2017 Milner Award Lecture by Professor Andrew Zisserman FRS.
How can a computer understand what is happening in a video? How can a computer recognise people and what they are doing and saying in a video stream? The answer is by learning, and learning can take many different forms.
One form is where there is 'strong supervision' - the computer is shown many (thousands) of examples of the person or the action they are doing, and from this it learns a model to classify the video. Another form of learning is where there is 'weak' or 'self-supervision' - the computer learns directly from the structure of the video stream.
This lecture will explain how both forms of supervision can be used to train neural networks using deep learning.
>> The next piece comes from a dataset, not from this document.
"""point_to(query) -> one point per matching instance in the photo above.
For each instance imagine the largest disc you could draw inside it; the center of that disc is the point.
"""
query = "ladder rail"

It will be illustrated throughout with examples including: recognising people by their faces, recognising human actions, automated lip reading, and using both sound and images in concord for training.
The prize lecture will be webcast live and the video recording of the event will be available shortly after the event.
Attending the event
This event is free to attend and no registration is required.
Doors open from 18:00, and seats are allocated on a first-come, first-served basis.
If you need to use the live subtitles, please let the Scientific Programmes Team know using the email below.
The Royal Society Milner Award, kindly supported by Microsoft Research, is given annually for outstanding achievement in computer science by a European researcher.
The award replaces the Royal Society and Académie des sciences Microsoft Award and is named in honour of Professor Robin Milner FRS (1934-2010), a pioneer in computer science.
Professor Andrew Zisserman FRS was awarded the 2017 Milner Award in recognition of his exceptional achievements in computer programming which includes work on computational theory and commercial systems for geometrical images.